Reputation: 53
I need to find matched pairs of records in SQL Server, but each record can only be included in 1 pair. Once a record has been matched with a pair, it should be removed from consideration for any future pairs.
I have tried solutions involving ROW_NUMBER()
and LEAD()
, but i just can't quite get there.
This will be used to pair financial accounts with similar accounts for review, based on multiple customer attributes such as credit score, income, etc.
Statement:
declare @test table (ID numeric, Color varchar(20))
insert into @test values
(1,'Blue'),(2,'Red'),(3,'Blue'),(4,'Yellow'),(5,'Blue'),(6,'Red')
select*
from @test t1
join @test t2
on t1.Color = t2.Color
and t1.ID < t2.ID -----removes reverse-pairs and self-pairs
Current results:
ID Color ID Color
--- ------- --- --------
1 Blue 3 Blue
1 Blue 5 Blue -----should not appear because 1 has already been paired
3 Blue 5 Blue -----should not appear because 3 and 5 have already been paired
2 Red 6 Red
Needed results:
ID Color ID Color
--- ------- --- --------
1 Blue 3 Blue
2 Red 6 Red
Upvotes: 5
Views: 809
Reputation: 5922
Editing with Max comments
Here is one way to get this done..
I first rank the records on the basis of color with the lowest id with rnk=1, next one with rnk=2.

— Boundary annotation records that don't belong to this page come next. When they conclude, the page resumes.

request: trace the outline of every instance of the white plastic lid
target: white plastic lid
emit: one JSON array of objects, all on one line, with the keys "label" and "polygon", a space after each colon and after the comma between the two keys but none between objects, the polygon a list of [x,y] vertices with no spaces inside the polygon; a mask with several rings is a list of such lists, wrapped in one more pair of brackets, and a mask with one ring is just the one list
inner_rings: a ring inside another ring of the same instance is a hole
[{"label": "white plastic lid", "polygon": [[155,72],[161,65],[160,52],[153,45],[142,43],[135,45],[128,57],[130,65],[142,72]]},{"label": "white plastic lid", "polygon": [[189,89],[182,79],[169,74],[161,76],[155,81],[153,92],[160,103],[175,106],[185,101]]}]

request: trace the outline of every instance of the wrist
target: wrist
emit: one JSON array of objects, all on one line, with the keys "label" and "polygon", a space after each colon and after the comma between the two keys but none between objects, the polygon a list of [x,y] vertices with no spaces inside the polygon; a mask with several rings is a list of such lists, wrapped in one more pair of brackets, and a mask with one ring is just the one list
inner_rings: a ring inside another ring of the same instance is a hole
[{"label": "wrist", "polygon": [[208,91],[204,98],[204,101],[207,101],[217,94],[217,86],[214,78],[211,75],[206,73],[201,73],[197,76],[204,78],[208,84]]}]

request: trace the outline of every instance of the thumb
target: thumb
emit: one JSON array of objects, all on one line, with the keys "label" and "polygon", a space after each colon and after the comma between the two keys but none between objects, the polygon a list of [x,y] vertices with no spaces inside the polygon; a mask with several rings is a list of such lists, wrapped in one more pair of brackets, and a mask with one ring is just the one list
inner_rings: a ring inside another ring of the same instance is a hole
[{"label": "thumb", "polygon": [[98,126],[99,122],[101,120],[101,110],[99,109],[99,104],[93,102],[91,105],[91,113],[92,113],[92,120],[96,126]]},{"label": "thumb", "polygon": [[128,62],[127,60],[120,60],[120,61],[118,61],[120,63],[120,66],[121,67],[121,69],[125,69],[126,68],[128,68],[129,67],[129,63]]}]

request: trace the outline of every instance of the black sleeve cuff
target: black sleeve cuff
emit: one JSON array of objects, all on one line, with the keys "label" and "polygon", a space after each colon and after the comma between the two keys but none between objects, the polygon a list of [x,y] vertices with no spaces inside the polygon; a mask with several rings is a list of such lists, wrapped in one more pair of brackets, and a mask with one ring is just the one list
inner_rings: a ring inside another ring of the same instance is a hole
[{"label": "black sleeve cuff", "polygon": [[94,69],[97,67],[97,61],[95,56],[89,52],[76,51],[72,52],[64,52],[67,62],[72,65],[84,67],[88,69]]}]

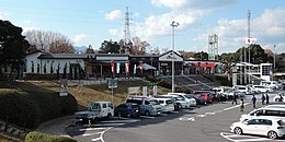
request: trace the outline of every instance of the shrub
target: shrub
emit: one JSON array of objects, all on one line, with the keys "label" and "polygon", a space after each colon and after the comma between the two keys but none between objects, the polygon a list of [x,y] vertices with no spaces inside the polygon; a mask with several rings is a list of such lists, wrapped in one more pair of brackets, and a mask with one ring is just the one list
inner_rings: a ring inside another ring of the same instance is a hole
[{"label": "shrub", "polygon": [[60,97],[58,93],[26,93],[19,90],[0,90],[0,118],[20,127],[35,128],[41,122],[77,110],[72,95]]},{"label": "shrub", "polygon": [[25,142],[77,142],[68,137],[49,135],[42,132],[32,131],[25,137]]},{"label": "shrub", "polygon": [[41,110],[29,99],[27,93],[18,90],[0,90],[0,117],[20,127],[35,127],[39,123]]}]

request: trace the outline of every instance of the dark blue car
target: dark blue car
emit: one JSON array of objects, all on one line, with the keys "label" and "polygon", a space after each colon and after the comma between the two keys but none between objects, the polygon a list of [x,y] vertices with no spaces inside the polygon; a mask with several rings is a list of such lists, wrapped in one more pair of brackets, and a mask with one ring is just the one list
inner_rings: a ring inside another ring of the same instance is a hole
[{"label": "dark blue car", "polygon": [[118,117],[128,117],[128,118],[139,117],[140,107],[138,104],[135,103],[123,103],[115,108],[114,115]]}]

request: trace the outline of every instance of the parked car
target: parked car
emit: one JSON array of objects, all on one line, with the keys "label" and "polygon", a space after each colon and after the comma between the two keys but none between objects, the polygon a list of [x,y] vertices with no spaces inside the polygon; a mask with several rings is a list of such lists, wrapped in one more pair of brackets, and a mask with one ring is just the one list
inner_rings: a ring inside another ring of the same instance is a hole
[{"label": "parked car", "polygon": [[185,93],[168,93],[168,95],[178,95],[180,97],[183,97],[186,102],[189,102],[190,106],[196,106],[197,105],[196,99],[186,97]]},{"label": "parked car", "polygon": [[189,108],[190,103],[185,100],[184,97],[178,96],[178,95],[161,95],[161,96],[168,96],[174,99],[175,102],[181,104],[181,108]]},{"label": "parked car", "polygon": [[87,122],[94,121],[102,118],[111,118],[114,116],[114,109],[111,102],[92,102],[88,104],[86,111],[78,111],[75,114],[76,119]]},{"label": "parked car", "polygon": [[236,91],[246,93],[246,95],[255,94],[255,92],[254,92],[250,86],[235,85],[233,88],[235,88]]},{"label": "parked car", "polygon": [[281,90],[285,90],[285,83],[284,83],[284,82],[281,83],[281,84],[280,84],[280,87],[281,87]]},{"label": "parked car", "polygon": [[267,86],[270,88],[280,88],[280,83],[277,81],[261,81],[260,85]]},{"label": "parked car", "polygon": [[201,97],[198,97],[194,94],[186,94],[185,97],[196,99],[197,105],[206,105],[207,104],[205,99],[203,99],[203,98],[201,98]]},{"label": "parked car", "polygon": [[284,107],[261,107],[248,114],[241,115],[240,121],[259,117],[278,118],[285,121],[285,109]]},{"label": "parked car", "polygon": [[[281,99],[281,96],[283,97],[283,99]],[[273,102],[285,102],[285,92],[282,92],[278,95],[274,96]]]},{"label": "parked car", "polygon": [[236,134],[258,134],[270,139],[285,135],[285,123],[281,119],[273,118],[252,118],[246,121],[233,122],[230,131]]},{"label": "parked car", "polygon": [[174,111],[174,102],[170,97],[155,96],[153,99],[157,99],[162,106],[162,113]]},{"label": "parked car", "polygon": [[139,117],[140,107],[135,103],[123,103],[116,106],[114,109],[114,115],[119,117]]},{"label": "parked car", "polygon": [[135,96],[127,98],[126,103],[136,103],[140,107],[140,114],[146,116],[156,116],[162,113],[161,105],[158,100],[144,97]]},{"label": "parked car", "polygon": [[263,85],[252,85],[253,90],[260,92],[260,93],[270,93],[273,92],[272,88],[267,87],[267,86],[263,86]]},{"label": "parked car", "polygon": [[213,94],[209,91],[193,91],[193,94],[198,98],[203,98],[207,104],[213,100]]}]

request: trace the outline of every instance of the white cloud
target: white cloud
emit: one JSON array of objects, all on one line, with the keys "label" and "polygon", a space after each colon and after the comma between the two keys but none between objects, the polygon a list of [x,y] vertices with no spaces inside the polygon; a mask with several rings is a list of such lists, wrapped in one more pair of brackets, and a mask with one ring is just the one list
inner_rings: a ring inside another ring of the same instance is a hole
[{"label": "white cloud", "polygon": [[216,9],[237,3],[238,0],[151,0],[152,4],[171,9]]},{"label": "white cloud", "polygon": [[1,19],[1,20],[7,19],[8,15],[9,15],[8,12],[0,12],[0,19]]},{"label": "white cloud", "polygon": [[172,32],[171,22],[175,21],[180,25],[176,27],[178,32],[187,28],[200,17],[203,13],[200,12],[171,12],[162,15],[150,15],[144,23],[136,23],[134,31],[135,35],[141,39],[148,40],[151,37],[169,35]]},{"label": "white cloud", "polygon": [[105,14],[106,20],[123,20],[124,19],[124,12],[121,10],[114,10],[107,14]]},{"label": "white cloud", "polygon": [[90,38],[91,38],[90,35],[79,34],[79,35],[76,35],[76,37],[72,39],[72,42],[75,44],[80,44],[80,43],[84,43],[84,42],[89,40]]},{"label": "white cloud", "polygon": [[[263,48],[284,52],[285,50],[285,9],[267,9],[255,19],[251,20],[251,37],[258,38],[258,44]],[[248,36],[248,21],[220,19],[218,26],[209,29],[207,34],[196,37],[194,40],[208,40],[209,34],[217,34],[219,37],[219,50],[221,52],[236,51],[246,46],[244,37]],[[277,45],[273,49],[273,45]]]}]

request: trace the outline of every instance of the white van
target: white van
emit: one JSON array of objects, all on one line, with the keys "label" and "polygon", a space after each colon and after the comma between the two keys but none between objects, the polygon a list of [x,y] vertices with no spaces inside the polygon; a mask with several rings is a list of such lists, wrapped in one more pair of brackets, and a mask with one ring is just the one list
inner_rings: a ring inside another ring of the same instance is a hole
[{"label": "white van", "polygon": [[162,106],[162,113],[171,113],[174,111],[174,102],[170,97],[155,97],[153,99],[158,100]]},{"label": "white van", "polygon": [[267,86],[270,88],[280,88],[280,83],[277,81],[261,81],[260,85]]},{"label": "white van", "polygon": [[269,118],[280,118],[285,120],[285,109],[283,107],[263,107],[263,108],[258,108],[249,114],[244,114],[240,116],[240,121],[244,121],[248,119],[252,118],[258,118],[258,117],[269,117]]},{"label": "white van", "polygon": [[144,97],[144,96],[135,96],[128,97],[126,103],[136,103],[140,107],[140,114],[146,116],[157,116],[162,113],[162,107],[158,100]]}]

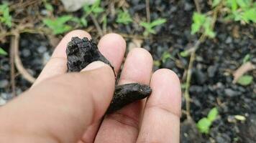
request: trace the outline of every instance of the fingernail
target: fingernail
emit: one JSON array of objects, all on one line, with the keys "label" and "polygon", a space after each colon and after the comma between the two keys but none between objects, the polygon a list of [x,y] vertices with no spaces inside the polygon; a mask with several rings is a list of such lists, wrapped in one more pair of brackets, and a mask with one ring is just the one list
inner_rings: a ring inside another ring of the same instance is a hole
[{"label": "fingernail", "polygon": [[105,63],[101,61],[96,61],[90,64],[88,64],[86,67],[85,67],[83,69],[81,70],[81,72],[84,71],[91,71],[93,69],[99,69],[103,66],[107,66]]}]

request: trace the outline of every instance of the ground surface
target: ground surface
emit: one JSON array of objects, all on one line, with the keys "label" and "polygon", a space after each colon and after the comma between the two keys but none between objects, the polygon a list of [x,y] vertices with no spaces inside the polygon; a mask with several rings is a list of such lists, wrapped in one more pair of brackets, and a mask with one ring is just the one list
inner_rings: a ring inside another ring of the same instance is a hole
[{"label": "ground surface", "polygon": [[[145,19],[144,1],[131,0],[127,2],[129,12],[134,19]],[[107,2],[103,4],[106,4]],[[203,11],[209,9],[206,4],[201,4]],[[181,57],[179,53],[193,45],[198,38],[190,34],[191,16],[195,11],[193,1],[151,1],[151,19],[165,18],[168,21],[157,27],[157,34],[152,36],[151,39],[142,39],[142,46],[152,54],[154,60],[160,60],[165,51],[170,52],[174,57],[174,59],[168,59],[165,62],[155,66],[154,70],[159,68],[172,69],[178,74],[183,83],[186,82],[184,72],[188,68],[189,57]],[[137,24],[127,26],[111,24],[114,21],[113,17],[109,16],[108,19],[107,31],[112,31],[123,35],[142,35],[143,29]],[[93,24],[91,22],[89,25]],[[193,122],[188,121],[183,114],[181,118],[181,142],[255,142],[255,79],[246,87],[234,84],[232,73],[242,65],[247,54],[252,56],[251,61],[256,64],[256,28],[241,26],[238,22],[217,21],[215,31],[216,36],[214,39],[207,39],[196,51],[189,91],[191,114],[194,122],[206,117],[214,107],[217,107],[219,117],[214,122],[209,134],[200,134]],[[93,30],[92,34],[97,35]],[[126,36],[127,43],[132,39],[132,37]],[[1,46],[8,46],[8,40]],[[23,34],[19,46],[19,54],[24,67],[36,77],[53,51],[48,38],[40,34]],[[1,97],[7,101],[12,98],[9,60],[8,56],[1,56],[0,59]],[[255,79],[255,71],[248,74]],[[19,73],[15,80],[17,94],[31,85]],[[184,99],[183,109],[186,109]],[[238,121],[234,119],[234,115],[242,115],[246,120]]]}]

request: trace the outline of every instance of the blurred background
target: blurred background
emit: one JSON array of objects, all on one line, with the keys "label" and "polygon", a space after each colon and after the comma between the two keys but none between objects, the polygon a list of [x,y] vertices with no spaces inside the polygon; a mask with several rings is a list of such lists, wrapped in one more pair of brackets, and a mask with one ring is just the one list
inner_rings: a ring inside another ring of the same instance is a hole
[{"label": "blurred background", "polygon": [[[181,142],[256,142],[253,0],[0,1],[0,106],[32,85],[68,31],[118,33],[178,75]],[[167,141],[168,142],[168,141]]]}]

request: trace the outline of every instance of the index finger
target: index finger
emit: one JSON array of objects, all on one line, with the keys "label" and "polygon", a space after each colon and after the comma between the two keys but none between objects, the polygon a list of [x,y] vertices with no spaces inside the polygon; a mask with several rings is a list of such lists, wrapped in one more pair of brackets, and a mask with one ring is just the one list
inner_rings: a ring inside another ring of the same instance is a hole
[{"label": "index finger", "polygon": [[179,142],[181,92],[177,75],[169,69],[155,72],[137,142]]}]

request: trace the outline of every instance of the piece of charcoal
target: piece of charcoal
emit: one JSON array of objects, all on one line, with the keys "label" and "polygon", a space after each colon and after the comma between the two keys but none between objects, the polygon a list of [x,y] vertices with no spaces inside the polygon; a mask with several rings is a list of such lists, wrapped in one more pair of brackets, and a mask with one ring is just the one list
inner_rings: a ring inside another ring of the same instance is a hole
[{"label": "piece of charcoal", "polygon": [[[99,51],[96,43],[87,38],[73,37],[66,49],[68,72],[80,72],[95,61],[101,61],[112,67],[110,62]],[[135,101],[148,97],[151,89],[138,83],[116,86],[112,101],[106,113],[112,113]]]},{"label": "piece of charcoal", "polygon": [[95,61],[101,61],[109,64],[110,62],[99,52],[97,44],[93,40],[76,36],[71,39],[66,49],[68,58],[68,72],[80,72]]},{"label": "piece of charcoal", "polygon": [[116,86],[106,113],[112,113],[134,101],[146,98],[151,94],[151,92],[152,90],[148,85],[138,83]]}]

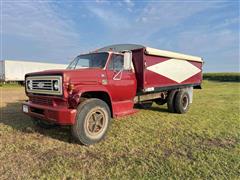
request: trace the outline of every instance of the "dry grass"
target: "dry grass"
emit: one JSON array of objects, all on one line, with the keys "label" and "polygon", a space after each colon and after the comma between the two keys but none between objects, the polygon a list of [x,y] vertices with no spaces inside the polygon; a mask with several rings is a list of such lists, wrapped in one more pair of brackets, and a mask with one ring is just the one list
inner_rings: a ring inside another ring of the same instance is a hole
[{"label": "dry grass", "polygon": [[240,84],[205,81],[184,115],[166,106],[121,118],[107,139],[76,144],[21,113],[24,89],[1,88],[0,179],[238,179]]}]

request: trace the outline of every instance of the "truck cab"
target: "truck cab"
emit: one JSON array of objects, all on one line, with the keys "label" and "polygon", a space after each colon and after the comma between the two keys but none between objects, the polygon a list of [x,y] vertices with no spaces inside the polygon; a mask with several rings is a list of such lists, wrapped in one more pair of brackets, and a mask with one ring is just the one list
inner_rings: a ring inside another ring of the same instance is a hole
[{"label": "truck cab", "polygon": [[78,55],[65,70],[26,74],[29,100],[23,112],[43,128],[70,125],[73,137],[85,145],[101,141],[111,119],[135,113],[135,104],[149,108],[153,102],[167,103],[171,112],[187,112],[192,88],[201,84],[199,63],[179,61],[192,66],[193,75],[183,83],[155,78],[148,67],[169,57],[149,56],[146,50],[140,45],[107,46]]}]

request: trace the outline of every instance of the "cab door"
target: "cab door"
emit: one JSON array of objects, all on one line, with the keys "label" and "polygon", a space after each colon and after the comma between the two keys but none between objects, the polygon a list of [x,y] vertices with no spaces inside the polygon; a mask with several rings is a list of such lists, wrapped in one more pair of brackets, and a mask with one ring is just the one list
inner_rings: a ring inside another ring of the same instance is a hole
[{"label": "cab door", "polygon": [[124,70],[124,56],[112,54],[108,62],[108,88],[113,101],[133,100],[136,95],[136,77],[133,70]]}]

After that i join the tables together by pulling the rnk=1 records and joining then with rnk=2.
declare @test table (ID numeric, Color varchar(20))
insert into @test values
(1,'Blue'),(2,'Red'),(3,'Blue'),(4,'Yellow'),(5,'Blue'),(6,'Red'),(7,'Blue')
;with data
as (select row_number() over(partition by color order by id asc) as rnk
,color
,id
from @test
)
select a.id,a.color,b.id,b.color
from data a
join data b
on a.Color=b.Color
and b.rnk=a.rnk+1
where a.rnk%2=1
i get the output as follows
+----+-------+----+-------+
| id | color | id | color |
+----+-------+----+-------+
| 1 | Blue | 3 | Blue |
| 5 | Blue | 7 | Blue |
| 2 | Red | 6 | Red |
+----+-------+----+-------+
Upvotes: 2
Reputation: 222482
You could use row_number()
and conditional aggregation:
select
max(case when rn % 2 = 0 then id end) id1,
max(case when rn % 2 = 0 then color end) color1,
max(case when rn % 2 = 1 then id end) id2,
max(case when rn % 2 = 1 then color end) color2
from (
select
t.*,
row_number() over(partition by color order by id) - 1 rn
from @test t
) t
group by color, rn / 2
having count(*) = 2
The subquery ranks records having the same color
by increasing id
. Then, the outer query groups pairwise, and filters on groups that do contain two records.
id1 | color1 | id2 | color2 :-- | :----- | :-- | :----- 1 | Blue | 3 | Blue 2 | Red | 6 | Red
Upvotes: 1